Yes, I like the fast movements. It itches the brain nicely. There's a Gary’s Mod freedom to the way the character slides around the world completely tractionless. Controls feel completely uncoupled from the world as you move ghost-like through its levels. For about five seconds, you feel like a genius. Then you realise you only feel cool when you’re doing exactly what the level designer meticulously designed for you to do. Deviate even slightly from their imagined ideal and you’ll miss a demon you needed to tick off your checklist to have the level end. Don’t you dare try and sequence break or you might miss an important card that you need to get through the next section to get the next card. There is no creativity here. Only compliance. The game asks you to act their script without letting you read it.
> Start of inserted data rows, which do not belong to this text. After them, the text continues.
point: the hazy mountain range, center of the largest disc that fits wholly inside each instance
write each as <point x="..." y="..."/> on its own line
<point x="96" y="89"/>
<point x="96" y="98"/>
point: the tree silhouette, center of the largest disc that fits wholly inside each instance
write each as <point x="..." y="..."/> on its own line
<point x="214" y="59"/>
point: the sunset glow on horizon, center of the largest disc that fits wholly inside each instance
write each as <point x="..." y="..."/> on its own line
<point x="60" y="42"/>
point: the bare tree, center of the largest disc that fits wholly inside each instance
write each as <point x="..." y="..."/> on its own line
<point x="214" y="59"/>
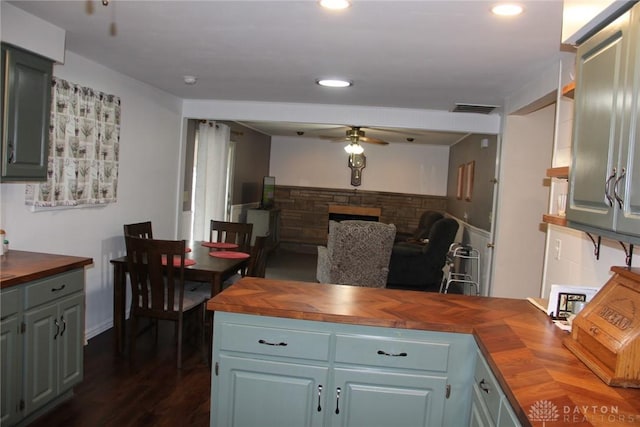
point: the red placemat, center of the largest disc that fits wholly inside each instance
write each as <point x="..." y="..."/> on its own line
<point x="220" y="245"/>
<point x="176" y="261"/>
<point x="229" y="254"/>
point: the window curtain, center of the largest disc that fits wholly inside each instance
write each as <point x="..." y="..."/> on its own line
<point x="84" y="145"/>
<point x="211" y="177"/>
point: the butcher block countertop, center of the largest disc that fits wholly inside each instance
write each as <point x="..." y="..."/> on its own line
<point x="521" y="344"/>
<point x="17" y="267"/>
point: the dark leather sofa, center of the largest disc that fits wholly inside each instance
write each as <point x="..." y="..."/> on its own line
<point x="418" y="266"/>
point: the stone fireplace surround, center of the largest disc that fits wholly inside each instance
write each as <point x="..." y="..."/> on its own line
<point x="304" y="211"/>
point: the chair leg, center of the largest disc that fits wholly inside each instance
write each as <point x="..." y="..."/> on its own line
<point x="133" y="320"/>
<point x="179" y="325"/>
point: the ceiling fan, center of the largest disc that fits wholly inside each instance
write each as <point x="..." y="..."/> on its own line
<point x="355" y="135"/>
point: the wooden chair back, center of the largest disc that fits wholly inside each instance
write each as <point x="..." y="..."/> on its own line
<point x="139" y="229"/>
<point x="258" y="260"/>
<point x="156" y="272"/>
<point x="231" y="232"/>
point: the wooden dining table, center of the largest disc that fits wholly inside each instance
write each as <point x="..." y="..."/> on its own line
<point x="207" y="268"/>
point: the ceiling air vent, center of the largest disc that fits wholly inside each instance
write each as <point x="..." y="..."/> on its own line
<point x="474" y="108"/>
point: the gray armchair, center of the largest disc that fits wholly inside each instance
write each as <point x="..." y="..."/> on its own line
<point x="357" y="253"/>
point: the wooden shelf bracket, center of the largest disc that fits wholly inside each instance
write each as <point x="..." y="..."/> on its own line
<point x="596" y="245"/>
<point x="628" y="253"/>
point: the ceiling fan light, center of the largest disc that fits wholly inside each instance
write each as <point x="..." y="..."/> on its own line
<point x="354" y="148"/>
<point x="335" y="4"/>
<point x="333" y="83"/>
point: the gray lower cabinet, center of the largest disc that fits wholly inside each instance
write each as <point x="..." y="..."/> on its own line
<point x="50" y="331"/>
<point x="604" y="182"/>
<point x="10" y="357"/>
<point x="24" y="116"/>
<point x="489" y="407"/>
<point x="276" y="372"/>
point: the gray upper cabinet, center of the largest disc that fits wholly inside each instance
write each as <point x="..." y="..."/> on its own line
<point x="605" y="174"/>
<point x="26" y="105"/>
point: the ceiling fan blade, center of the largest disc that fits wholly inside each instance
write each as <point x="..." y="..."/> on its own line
<point x="370" y="140"/>
<point x="334" y="138"/>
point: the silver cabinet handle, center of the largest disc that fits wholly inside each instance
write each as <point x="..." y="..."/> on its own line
<point x="384" y="353"/>
<point x="55" y="322"/>
<point x="10" y="157"/>
<point x="276" y="344"/>
<point x="619" y="199"/>
<point x="64" y="325"/>
<point x="484" y="387"/>
<point x="607" y="184"/>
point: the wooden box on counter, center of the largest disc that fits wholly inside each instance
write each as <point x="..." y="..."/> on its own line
<point x="606" y="333"/>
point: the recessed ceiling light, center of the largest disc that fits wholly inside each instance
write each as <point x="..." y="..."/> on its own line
<point x="334" y="83"/>
<point x="190" y="80"/>
<point x="507" y="9"/>
<point x="335" y="4"/>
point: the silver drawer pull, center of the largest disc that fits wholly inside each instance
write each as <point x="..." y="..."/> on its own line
<point x="615" y="189"/>
<point x="276" y="344"/>
<point x="64" y="325"/>
<point x="55" y="322"/>
<point x="384" y="353"/>
<point x="607" y="183"/>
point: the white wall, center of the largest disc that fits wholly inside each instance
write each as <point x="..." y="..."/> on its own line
<point x="519" y="241"/>
<point x="147" y="188"/>
<point x="401" y="168"/>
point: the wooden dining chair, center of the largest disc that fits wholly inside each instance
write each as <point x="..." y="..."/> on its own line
<point x="231" y="232"/>
<point x="157" y="286"/>
<point x="258" y="260"/>
<point x="139" y="229"/>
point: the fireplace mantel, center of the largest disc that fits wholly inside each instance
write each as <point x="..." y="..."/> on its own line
<point x="355" y="211"/>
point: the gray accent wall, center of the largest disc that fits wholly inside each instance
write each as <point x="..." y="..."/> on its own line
<point x="477" y="211"/>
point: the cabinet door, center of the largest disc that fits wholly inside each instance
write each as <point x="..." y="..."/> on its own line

You know that feeling when a game lets you break it, when you stumble onto some janky but brilliant skip that feels like you outsmarted the designers? Can’t do that here. It wants to pretend it's a speedrunner’s dream, but really it’s a Mario Kart Lakitu in anime cosplay, bringing you back onto the track every time you make a jump that didn’t look possible. It’s so obsessed with precision that it forgets joy. This game loves rules. It demands you should too.

I swear it's not a world of men. It's a world of clock watchers, bureaucrats, officeholders what it is, it's a fucked up world there's no adventure to it. Near the end of the game Neon White politely opens your cage and lets you skip enemies and segments if you can. This part is what the game feels like it should have been. But making levels is hard and if you move through them too fast the game won't be worth the hour to pound ratio. The game is strapped down to make its length acceptable for word of mouth critique when it enters a Steam Sale.

This writing is atrocious. Written by people who the only scripted dialogue they’ve ever heard comes from dubbed anime. It reads like a Tumblr post about an anime you’ve never watched written by someone who’s never been spoken to in real life. It’s tropey, anime is generally tropey fine but at least do something that isn’t entirely predictable or make those cutscenes shorter. There's a faux Persona social link mechanic here that relies upon replaying levels to collect gifts for these squinted eyes in the fog representations of almost a character. The designs of these guys were designed so perfectly to be loved by Corpse Husband red bedroom LED strip having TikTok watching ironic anime fan 14 year olds. Truly a gross aesthetic. 

Visually, it’s sterile in a way only Unity games can be. Everything is single coloured untextured stucco floating constructions. It’s the kind of visual design you get when instead of installing Blender you shop exclusively at the Unity Asset Store The worst thing you can call an art style is serviceable, unlike a story existing because you feel like it should here the levels have textures because I guess they should. I’m sure they set this game in Heaven as an excuse to not have to open paint to texture these white walls.

I think I hate this game because I could love it. There is a rhythm here. There is a skill ceiling. You can feel the bones of a good idea beneath the smirking tone. But it’s too buttoned up. Too rigid. It lacks the looseness, the generosity of design that lets a game become yours.

So yeah. Unity slop. It just wants you to be good. To do it right. The whole time the game feels like it would be having more fun if I just took my fingers off the keyboard and loading up a TAS.